My memories about my youth are not always clear, sometimes things will jar them or I’ll be around someone or a smell and then remember. I have a lot of good memories that I would rather write about but it’s time to share some of the others.
I loved my mother, I remember that as a toddler, wanting to be with her, but as I grew up and realized how she really couldn’t take care of us, I was glad to have family that would be there for us no matter what.
She married my dad and had my brother 6 years before me. A divorce came during my mother being pregnant with me and after having me, she started searching for love again and then four more girls were born, of which she kept two and put two up for adoption, at the time she felt that was the best for them.
During those years a lot happen and our Aunts and Uncles would always be there for us, eventually we were living with our Great Aunts and Uncles, who loved us dearly.
I always remember my brother Eddie being with me during the times I was with my Mother. He would look out for me and take care of me. There were hard times when she would do her best to get what we needed and food on the table.
We would travel to different states and stay were ever we could find, when my Mother would get overwhelmed she would call my Aunts and Uncles for help and they would Always be there for us and come get us kids and take us to what we considered Home.
When she would get her life together we would hear from her, saying she’s coming to get us. Our Aunt Nora and Uncle Troy we stayed with would beg her to let us stay there but…
This happen over and over again, finally she would let my younger sister stay because she was so attached to my Aunt and Uncle Troy, but me and my brother went.
When our Mother remarried they brought all of us including his kids together and we lived a few different places and then in a beautiful house for a while in Texas.

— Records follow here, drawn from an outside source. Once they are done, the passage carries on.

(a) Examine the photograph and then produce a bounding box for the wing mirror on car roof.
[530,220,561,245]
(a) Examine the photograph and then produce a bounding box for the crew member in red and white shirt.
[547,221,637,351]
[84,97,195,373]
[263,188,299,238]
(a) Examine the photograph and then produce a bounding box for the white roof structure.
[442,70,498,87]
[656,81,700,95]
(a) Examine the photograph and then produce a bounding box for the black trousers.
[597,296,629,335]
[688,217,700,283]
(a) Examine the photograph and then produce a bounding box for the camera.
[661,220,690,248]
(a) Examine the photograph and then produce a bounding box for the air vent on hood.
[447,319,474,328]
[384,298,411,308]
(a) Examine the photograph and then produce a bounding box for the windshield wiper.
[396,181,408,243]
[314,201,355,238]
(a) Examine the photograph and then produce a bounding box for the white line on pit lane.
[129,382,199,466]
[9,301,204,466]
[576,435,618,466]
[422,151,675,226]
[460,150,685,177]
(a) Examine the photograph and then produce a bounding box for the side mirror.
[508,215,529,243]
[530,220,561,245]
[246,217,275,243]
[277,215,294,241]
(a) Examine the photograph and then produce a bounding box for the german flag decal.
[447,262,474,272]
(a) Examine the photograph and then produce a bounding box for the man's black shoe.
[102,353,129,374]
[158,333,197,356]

Those were good times. I Wish they could have made it work out together. I do remember some bad times during then but the good out way the bad.
When they got a divorce it was really hard for my baby sister, because she had grown to think of him as her dad. We all really Loved Chuck. It wasn’t long till she was overwhelmed with us again.
We came back to Aunt Nora’s and Uncle Troy’s to live again. I had been in and out of school a lot of times by now. By now our Mother had decided to let us just stay with our Aunt and Uncle cause of how hard it was on her getting back out on her on and it would be too much on her dealing with us as well.
We Loved being with our Aunt Nora and Uncle Troy and All of our Family there!! We were home again!! And Did Not Want To Leave!!
There was a lot of Emotions to go through as a child
- Not knowing if your Mother was coming home
- Not knowing if you would have food to eat
- Being Scared, Afraid
- Will I Ever see my Family again?
- What do I do to help
- Lots of crying
- Keeping my sister safe/taking care of her
- FEAR was a Big one.
The one thing we needed was Stability in our lives. We knew that our Aunts and Uncles were that to us, they were Always there for us. No matter what.
I am so thankful for the Sacrifices they made to care for us. Taking my sister in as their own and Aunt Nora and Uncle Troy taking us in, they will never know how much that means to me. I wish I had of told them how much they All meant to me and how Selfless they were in taking us in.
My mother decided to leave us with our Aunt and Uncle that last time. We finally got to go to school and finish the year. It was great!
Living with my Great Aunt and Great Uncle was wonderful and my Grandmother Lois was next door, Other Great Aunts and Great Uncles lived across the road and were neighbors. I Loved it!